Students should be ready for equations with variables on both sides, parentheses, and fractions. The same ideas still work: simplify carefully and watch the final form.
Worked example 4
Solve \(7x-4=3x+12\).
Step 1: Move variable terms to one side.
Subtract \(3x\) from both sides: \(7x-3x-4=12\), so \(4x-4=12\).
Step 2: Move constants to the other side.
Add \(4\) to both sides: \(4x=16\).
Step 3: Divide by \(4\).
\(x=4\).
\(x=4\)
Here the variable appears on both sides at the start, but the equation still leads to one solution.
Consider a fraction example: \(\dfrac{x}{3}+2=5\). Subtract \(2\) from both sides to get \(\dfrac{x}{3}=3\). Multiply both sides by \(3\), and you get \(x=9\). Fractions do not change the logic; they only require careful arithmetic.
Worked example 5
Determine the number of solutions for \(5(x-1)+3=5x-2\).
Step 1: Distribute and simplify.
\(5(x-1)+3=5x-2\) becomes \(5x-5+3=5x-2\), so \(5x-2=5x-2\).
Step 2: Remove the variable terms.
Subtract \(5x\) from both sides: \(-2=-2\).
Step 3: Interpret.
The final equation is true, so there are infinitely many solutions.
Now look at another variation: \(6(2x+1)=12x+9\). Distribute to get \(12x+6=12x+9\). Subtract \(12x\) from both sides to get \(6=9\). Since that is false, the equation has no solution.

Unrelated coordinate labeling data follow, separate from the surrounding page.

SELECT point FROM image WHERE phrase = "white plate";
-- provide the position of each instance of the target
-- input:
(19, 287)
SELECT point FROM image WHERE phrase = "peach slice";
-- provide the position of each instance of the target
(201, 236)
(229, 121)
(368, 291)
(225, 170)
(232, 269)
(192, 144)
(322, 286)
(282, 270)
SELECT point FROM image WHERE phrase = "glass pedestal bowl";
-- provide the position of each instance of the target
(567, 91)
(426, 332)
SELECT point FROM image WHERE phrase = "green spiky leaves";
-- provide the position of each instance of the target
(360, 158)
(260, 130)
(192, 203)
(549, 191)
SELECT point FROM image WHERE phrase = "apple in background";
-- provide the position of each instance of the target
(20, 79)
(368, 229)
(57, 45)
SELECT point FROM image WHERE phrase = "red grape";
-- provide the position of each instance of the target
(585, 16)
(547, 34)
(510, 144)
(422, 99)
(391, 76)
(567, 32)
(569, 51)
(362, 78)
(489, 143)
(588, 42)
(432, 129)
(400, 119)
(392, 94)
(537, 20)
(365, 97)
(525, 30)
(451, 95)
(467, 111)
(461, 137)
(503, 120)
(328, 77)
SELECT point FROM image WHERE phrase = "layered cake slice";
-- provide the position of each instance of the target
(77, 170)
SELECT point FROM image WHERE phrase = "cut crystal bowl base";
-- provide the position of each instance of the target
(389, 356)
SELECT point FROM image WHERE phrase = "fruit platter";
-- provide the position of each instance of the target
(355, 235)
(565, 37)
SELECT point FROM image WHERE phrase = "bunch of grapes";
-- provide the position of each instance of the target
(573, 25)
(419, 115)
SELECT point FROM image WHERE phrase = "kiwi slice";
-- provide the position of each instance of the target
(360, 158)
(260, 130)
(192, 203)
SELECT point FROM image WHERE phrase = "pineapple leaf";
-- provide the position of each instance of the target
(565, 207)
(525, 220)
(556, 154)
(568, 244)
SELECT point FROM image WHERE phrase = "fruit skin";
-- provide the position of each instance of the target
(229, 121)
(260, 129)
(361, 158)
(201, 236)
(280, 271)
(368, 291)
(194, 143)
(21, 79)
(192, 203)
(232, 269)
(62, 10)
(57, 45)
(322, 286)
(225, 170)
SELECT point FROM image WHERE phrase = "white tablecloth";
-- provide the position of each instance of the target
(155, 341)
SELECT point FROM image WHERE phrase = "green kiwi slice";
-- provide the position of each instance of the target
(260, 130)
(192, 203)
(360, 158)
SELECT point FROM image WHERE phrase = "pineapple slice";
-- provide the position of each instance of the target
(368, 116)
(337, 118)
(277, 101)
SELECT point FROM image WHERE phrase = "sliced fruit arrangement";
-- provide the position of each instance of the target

These examples show that the form of the equation may change, but the three final possibilities do not.
When solving any linear equation in one variable, a steady process helps. First, simplify each side by distributing and combining like terms. Next, move variable terms and constants so the equation becomes easier to read. Finally, decide what the last simplified statement means.
If you reach \(x=a\), stop and check by substitution. If you reach \(a=a\), recognize infinitely many solutions. If you reach \(a=b\) with different numbers, recognize no solution. That classification is just as important as the algebraic work itself.